Following on from my previous question Working out summaries) …
Here’s the code I have so far :
import pandas
import numpy as np
data = [
{'group_name': 'GROUP 1', 'client': 'CLIENT 1', 'messages': 100, 'supplier': 'SUP 1', 'blocked': 0},
{'group_name': 'GROUP 2', 'client': 'CLIENT 1', 'messages': 200, 'supplier': 'SUP 1', 'blocked': 27},
{'group_name': 'GROUP 3', 'client': 'CLIENT 1', 'messages': 300, 'supplier': 'SUP 1', 'blocked': 0},
{'group_name': 'GROUP 1', 'client': 'CLIENT 2', 'messages': 400, 'supplier': 'SUP 1', 'blocked': 4},
{'group_name': 'GROUP 2', 'client': 'CLIENT 2', 'messages': 500, 'supplier': 'SUP 1', 'blocked': 0},
{'group_name': 'GROUP 4', 'client': 'CLIENT 3', 'messages': 600, 'supplier': 'SUP 1', 'blocked': 9},
]
newdata = {}
newdata['client'] = []
newdata['supplier'] = []
newdata['group_name'] = []
newdata['messages'] = []
newdata['blocked'] = []
for d in data:
newdata['client'].append(d['client'])
newdata['supplier'].append(d['supplier'])
newdata['group_name'].append(d['group_name'])
newdata['messages'].append(d['messages'])
newdata['blocked'].append(d['blocked'])
df = pandas.DataFrame(newdata)
grouped = df.groupby(['client','supplier'])
res = grouped[['messages','blocked']].agg(np.sum)
print(res.to_dict("records"))
and it produces this :
[
{
'messages': 600,
'blocked': 27
},
{
'messages': 900,
'blocked': 4
},
{
'messages': 600,
'blocked': 9
}
]
I want the respective “client” and “supplier” to be added to each record, like this :
[
{
'client': 'CLIENT 1',
'supplier': 'SUP 1',
'messages': 600,
'blocked': 27
},
{ etc etc
but I cannot work it out.
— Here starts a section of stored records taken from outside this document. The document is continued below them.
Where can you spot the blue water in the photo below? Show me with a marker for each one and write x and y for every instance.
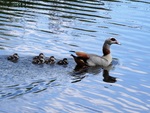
(54, 28)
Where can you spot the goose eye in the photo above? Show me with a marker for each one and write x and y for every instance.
(113, 39)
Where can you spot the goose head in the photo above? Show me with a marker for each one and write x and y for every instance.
(110, 41)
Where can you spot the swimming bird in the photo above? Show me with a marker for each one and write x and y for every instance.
(86, 59)
(13, 58)
(40, 59)
(63, 62)
(51, 60)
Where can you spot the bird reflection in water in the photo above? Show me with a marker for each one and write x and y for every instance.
(80, 72)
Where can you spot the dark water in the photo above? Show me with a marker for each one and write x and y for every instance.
(55, 27)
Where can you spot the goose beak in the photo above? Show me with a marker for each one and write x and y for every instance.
(118, 43)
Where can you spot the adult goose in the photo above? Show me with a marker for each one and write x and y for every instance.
(85, 59)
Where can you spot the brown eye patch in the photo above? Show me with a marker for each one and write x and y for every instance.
(113, 39)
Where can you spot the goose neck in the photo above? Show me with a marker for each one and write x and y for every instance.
(106, 49)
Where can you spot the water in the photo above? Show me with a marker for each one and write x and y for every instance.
(56, 27)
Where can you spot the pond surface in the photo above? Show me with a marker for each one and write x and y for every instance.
(54, 27)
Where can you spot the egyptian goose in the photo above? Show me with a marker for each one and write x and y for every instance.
(13, 58)
(85, 59)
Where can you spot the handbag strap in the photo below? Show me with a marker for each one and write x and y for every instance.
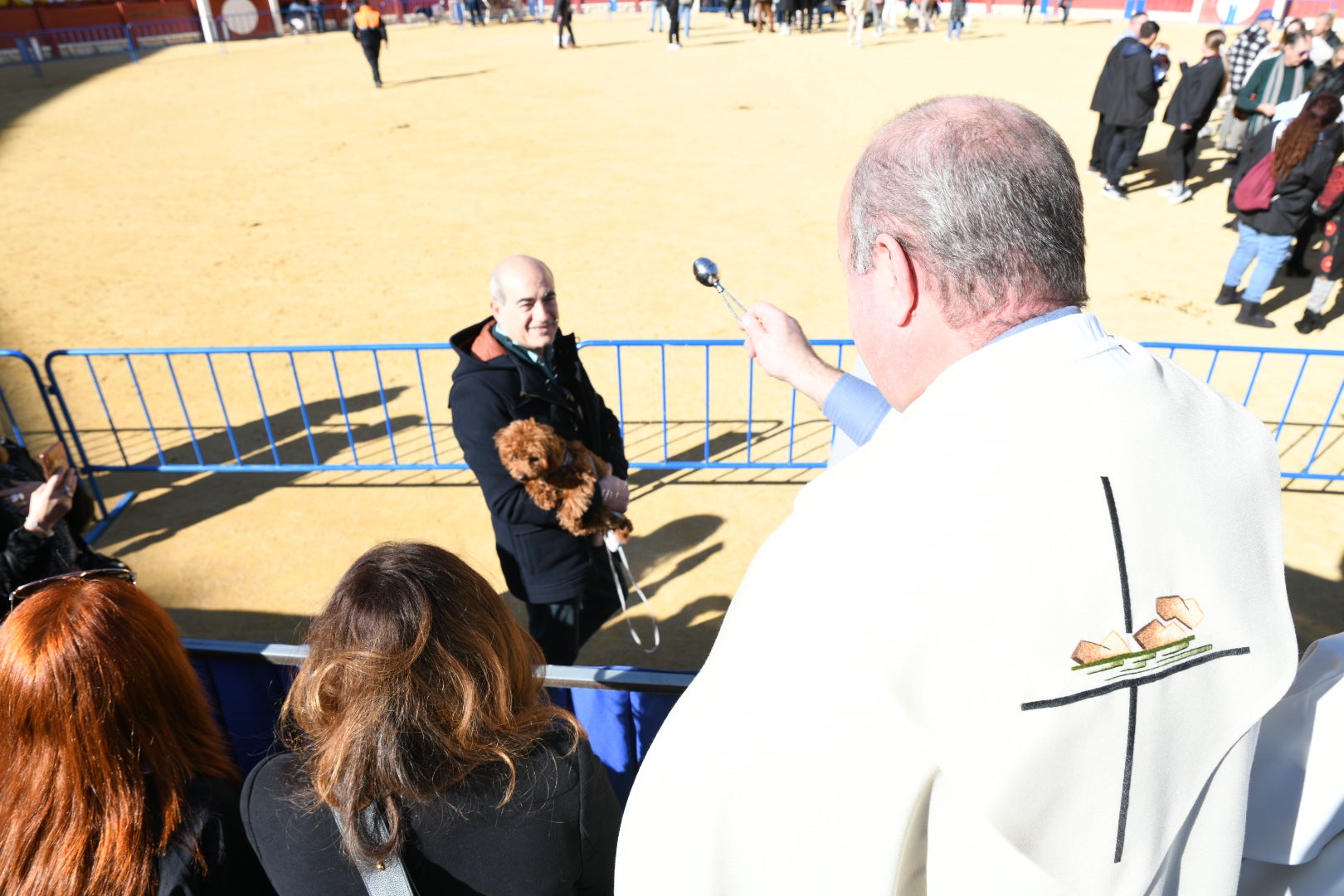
(388, 876)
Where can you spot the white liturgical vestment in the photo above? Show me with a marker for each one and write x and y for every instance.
(1019, 642)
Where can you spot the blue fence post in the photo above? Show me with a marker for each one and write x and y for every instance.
(28, 56)
(130, 43)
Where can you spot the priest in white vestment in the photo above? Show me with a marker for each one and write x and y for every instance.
(1020, 641)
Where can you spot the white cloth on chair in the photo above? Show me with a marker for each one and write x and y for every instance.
(1296, 806)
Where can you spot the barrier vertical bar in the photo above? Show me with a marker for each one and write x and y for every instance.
(663, 358)
(303, 409)
(191, 430)
(74, 436)
(265, 414)
(1292, 397)
(793, 411)
(382, 399)
(1326, 427)
(14, 421)
(839, 366)
(750, 403)
(706, 403)
(344, 412)
(429, 423)
(153, 433)
(28, 56)
(219, 394)
(620, 392)
(1259, 360)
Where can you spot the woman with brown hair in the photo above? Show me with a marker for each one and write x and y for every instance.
(117, 779)
(1303, 153)
(424, 743)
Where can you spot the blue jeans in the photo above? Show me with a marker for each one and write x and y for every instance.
(1253, 245)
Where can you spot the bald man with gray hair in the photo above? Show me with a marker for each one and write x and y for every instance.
(1018, 642)
(514, 366)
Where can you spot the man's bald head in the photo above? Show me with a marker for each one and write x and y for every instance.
(523, 301)
(984, 197)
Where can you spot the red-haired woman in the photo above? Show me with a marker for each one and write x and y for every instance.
(1304, 152)
(424, 744)
(117, 779)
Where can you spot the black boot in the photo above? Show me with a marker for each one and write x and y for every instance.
(1252, 317)
(1311, 321)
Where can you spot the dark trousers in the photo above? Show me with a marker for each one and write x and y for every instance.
(1101, 144)
(1181, 152)
(371, 49)
(563, 627)
(1124, 151)
(1305, 236)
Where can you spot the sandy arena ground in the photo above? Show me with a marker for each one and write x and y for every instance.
(269, 195)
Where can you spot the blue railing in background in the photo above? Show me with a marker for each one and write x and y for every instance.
(683, 405)
(1296, 391)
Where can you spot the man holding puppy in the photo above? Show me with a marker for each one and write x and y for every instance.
(1022, 640)
(515, 366)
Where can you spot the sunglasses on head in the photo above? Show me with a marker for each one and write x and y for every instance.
(32, 587)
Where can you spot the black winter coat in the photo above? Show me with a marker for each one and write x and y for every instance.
(1196, 95)
(1293, 195)
(542, 563)
(1135, 93)
(1105, 90)
(555, 837)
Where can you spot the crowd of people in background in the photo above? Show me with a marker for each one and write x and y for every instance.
(1283, 139)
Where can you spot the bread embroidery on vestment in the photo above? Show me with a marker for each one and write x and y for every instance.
(1166, 648)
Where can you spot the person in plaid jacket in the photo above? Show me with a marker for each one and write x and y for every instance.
(1244, 51)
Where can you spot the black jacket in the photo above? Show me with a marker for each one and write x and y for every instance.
(1105, 88)
(555, 837)
(542, 563)
(208, 855)
(1195, 95)
(1135, 95)
(1293, 195)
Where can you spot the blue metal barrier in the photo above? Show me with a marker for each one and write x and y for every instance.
(683, 405)
(1307, 430)
(11, 425)
(160, 32)
(50, 45)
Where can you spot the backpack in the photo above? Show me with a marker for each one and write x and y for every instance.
(1257, 188)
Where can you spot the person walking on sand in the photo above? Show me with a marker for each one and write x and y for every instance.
(565, 17)
(368, 30)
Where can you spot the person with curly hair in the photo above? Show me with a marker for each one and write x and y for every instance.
(421, 738)
(119, 781)
(1303, 155)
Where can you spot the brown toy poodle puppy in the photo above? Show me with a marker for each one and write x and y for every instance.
(559, 476)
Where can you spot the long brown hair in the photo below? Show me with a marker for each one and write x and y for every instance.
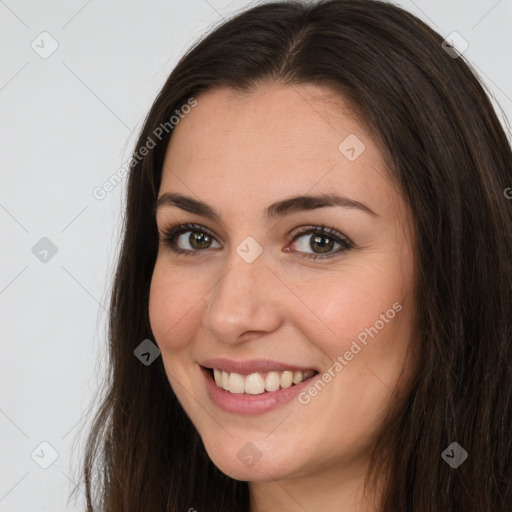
(446, 149)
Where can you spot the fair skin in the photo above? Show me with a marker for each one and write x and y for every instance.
(240, 153)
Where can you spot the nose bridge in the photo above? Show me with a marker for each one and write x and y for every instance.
(241, 299)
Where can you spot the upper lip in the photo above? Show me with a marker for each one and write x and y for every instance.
(249, 366)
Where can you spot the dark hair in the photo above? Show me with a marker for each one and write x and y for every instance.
(431, 117)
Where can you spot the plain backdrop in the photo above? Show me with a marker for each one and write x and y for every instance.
(68, 121)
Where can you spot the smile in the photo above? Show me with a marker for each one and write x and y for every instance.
(258, 399)
(259, 383)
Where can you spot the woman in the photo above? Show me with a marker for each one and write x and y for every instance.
(311, 309)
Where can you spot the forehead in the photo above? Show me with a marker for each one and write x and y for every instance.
(275, 142)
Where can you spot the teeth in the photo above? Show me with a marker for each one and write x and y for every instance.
(257, 383)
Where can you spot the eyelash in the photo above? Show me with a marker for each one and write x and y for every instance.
(170, 232)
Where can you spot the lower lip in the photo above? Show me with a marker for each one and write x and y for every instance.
(245, 403)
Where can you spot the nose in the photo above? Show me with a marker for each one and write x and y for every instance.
(245, 299)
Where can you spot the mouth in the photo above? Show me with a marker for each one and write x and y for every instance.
(258, 383)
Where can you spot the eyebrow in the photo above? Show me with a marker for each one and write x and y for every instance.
(274, 211)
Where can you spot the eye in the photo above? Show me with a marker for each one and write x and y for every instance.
(322, 240)
(199, 238)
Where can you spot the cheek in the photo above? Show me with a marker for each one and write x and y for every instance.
(173, 304)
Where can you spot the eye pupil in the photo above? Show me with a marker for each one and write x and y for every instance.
(200, 238)
(326, 247)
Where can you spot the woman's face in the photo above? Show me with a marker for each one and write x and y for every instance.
(249, 290)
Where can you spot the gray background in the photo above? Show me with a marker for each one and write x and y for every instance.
(68, 122)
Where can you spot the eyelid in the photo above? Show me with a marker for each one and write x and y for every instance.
(169, 232)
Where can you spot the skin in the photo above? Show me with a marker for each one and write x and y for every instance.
(239, 153)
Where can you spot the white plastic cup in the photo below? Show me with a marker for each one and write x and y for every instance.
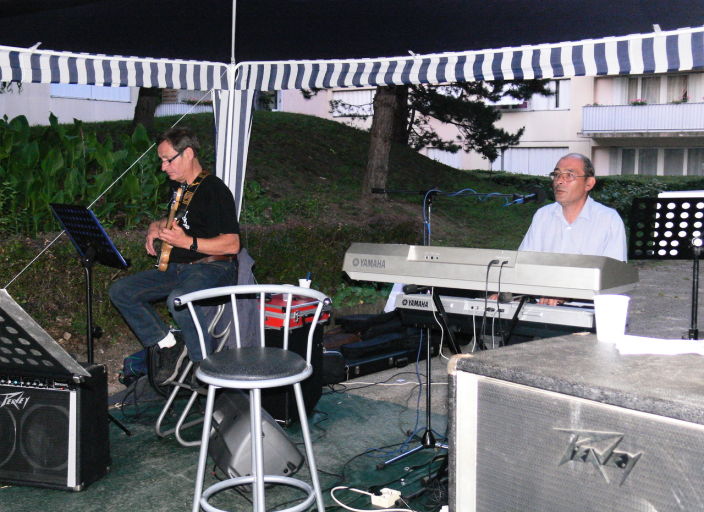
(611, 313)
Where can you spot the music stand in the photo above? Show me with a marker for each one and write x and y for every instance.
(670, 228)
(92, 244)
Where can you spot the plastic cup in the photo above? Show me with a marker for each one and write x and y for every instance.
(611, 313)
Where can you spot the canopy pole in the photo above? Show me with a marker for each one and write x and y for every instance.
(234, 18)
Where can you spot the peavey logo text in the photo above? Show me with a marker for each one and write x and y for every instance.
(17, 400)
(369, 262)
(599, 450)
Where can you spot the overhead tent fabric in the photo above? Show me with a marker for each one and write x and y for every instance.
(233, 86)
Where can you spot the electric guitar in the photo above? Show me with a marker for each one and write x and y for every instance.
(163, 263)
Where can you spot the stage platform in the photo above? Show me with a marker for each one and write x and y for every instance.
(353, 434)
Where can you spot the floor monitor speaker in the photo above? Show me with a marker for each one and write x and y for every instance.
(230, 439)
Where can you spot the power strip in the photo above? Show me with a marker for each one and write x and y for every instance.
(387, 498)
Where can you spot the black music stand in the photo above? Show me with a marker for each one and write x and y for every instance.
(670, 228)
(93, 244)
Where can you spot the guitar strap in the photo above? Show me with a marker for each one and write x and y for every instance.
(188, 194)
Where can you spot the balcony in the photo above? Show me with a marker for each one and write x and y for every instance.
(675, 119)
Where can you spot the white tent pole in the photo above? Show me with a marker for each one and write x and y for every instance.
(234, 18)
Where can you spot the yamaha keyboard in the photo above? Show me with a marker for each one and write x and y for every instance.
(573, 276)
(574, 315)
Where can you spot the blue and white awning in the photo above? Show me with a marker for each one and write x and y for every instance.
(659, 52)
(233, 86)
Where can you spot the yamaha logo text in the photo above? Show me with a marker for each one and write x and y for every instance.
(416, 303)
(17, 400)
(369, 262)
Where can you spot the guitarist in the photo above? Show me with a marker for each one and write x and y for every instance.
(199, 245)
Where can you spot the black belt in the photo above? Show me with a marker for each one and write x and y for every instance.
(208, 259)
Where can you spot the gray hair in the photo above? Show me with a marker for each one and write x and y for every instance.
(588, 165)
(180, 138)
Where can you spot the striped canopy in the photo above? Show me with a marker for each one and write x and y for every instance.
(233, 86)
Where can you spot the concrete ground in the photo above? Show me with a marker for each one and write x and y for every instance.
(660, 307)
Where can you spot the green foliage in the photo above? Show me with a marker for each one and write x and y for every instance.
(352, 295)
(259, 208)
(69, 164)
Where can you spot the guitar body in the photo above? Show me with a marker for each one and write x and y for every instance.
(165, 253)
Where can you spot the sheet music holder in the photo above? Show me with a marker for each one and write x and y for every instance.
(88, 235)
(670, 228)
(92, 244)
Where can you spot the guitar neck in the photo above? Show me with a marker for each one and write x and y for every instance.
(166, 248)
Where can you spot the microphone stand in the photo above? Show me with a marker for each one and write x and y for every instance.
(428, 438)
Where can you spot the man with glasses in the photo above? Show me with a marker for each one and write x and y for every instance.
(575, 223)
(204, 242)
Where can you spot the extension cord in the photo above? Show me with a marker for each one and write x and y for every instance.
(387, 498)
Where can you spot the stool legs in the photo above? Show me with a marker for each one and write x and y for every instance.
(203, 455)
(257, 478)
(255, 414)
(310, 458)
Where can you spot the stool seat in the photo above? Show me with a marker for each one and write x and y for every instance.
(251, 364)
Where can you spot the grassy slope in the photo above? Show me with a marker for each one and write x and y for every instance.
(295, 159)
(303, 156)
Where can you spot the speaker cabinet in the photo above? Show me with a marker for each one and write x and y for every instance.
(569, 425)
(54, 433)
(231, 440)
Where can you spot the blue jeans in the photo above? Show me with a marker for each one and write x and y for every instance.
(134, 297)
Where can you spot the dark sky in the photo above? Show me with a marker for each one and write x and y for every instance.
(300, 29)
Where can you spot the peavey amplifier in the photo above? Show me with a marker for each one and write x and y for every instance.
(54, 433)
(53, 411)
(569, 425)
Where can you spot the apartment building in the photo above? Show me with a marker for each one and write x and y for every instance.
(91, 103)
(650, 125)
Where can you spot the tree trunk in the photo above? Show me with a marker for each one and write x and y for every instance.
(380, 142)
(147, 101)
(400, 131)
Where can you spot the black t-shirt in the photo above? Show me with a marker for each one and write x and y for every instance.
(210, 213)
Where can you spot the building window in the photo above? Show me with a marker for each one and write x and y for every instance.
(648, 161)
(660, 161)
(353, 103)
(535, 161)
(91, 92)
(444, 157)
(674, 162)
(560, 100)
(695, 162)
(654, 90)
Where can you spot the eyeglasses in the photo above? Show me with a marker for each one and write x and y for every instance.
(567, 176)
(169, 160)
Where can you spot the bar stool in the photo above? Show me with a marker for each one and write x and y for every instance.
(255, 368)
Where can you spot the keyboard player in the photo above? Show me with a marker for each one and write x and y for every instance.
(575, 223)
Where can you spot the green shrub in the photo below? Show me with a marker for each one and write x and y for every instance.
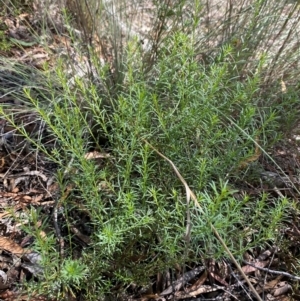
(207, 117)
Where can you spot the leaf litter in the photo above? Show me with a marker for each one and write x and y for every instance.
(26, 180)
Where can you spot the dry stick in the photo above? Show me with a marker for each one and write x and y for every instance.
(272, 271)
(194, 198)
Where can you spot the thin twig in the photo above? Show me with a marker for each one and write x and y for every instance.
(272, 271)
(193, 196)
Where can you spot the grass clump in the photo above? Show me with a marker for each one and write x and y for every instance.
(206, 115)
(201, 118)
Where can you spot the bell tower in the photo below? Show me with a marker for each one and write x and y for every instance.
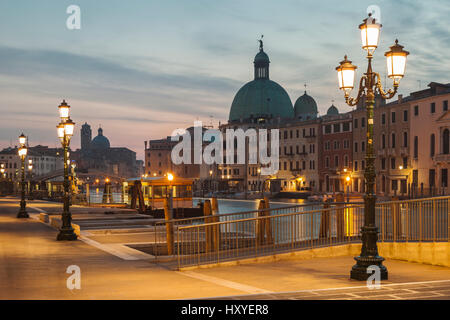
(86, 137)
(261, 62)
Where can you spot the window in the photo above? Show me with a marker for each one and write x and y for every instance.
(432, 145)
(444, 175)
(432, 177)
(346, 126)
(445, 142)
(337, 127)
(416, 147)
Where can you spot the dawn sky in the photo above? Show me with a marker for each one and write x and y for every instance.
(144, 68)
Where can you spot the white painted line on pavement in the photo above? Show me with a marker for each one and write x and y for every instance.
(336, 289)
(224, 283)
(38, 209)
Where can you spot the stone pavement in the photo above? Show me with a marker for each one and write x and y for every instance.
(33, 266)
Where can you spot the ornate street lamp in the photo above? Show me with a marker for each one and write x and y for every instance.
(22, 154)
(65, 131)
(369, 84)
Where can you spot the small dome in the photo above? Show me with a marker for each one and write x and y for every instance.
(305, 107)
(261, 98)
(332, 111)
(100, 142)
(261, 57)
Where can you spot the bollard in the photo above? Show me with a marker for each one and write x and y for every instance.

Can anyone help?
edit sorry I did not explain the intended result - each record should have two non-aggregated fields (client and supplier) and two aggregated fields (messages & blocked). I don’t really get pandas (or itertools groupby), and I think I’m just being a bit slow this month.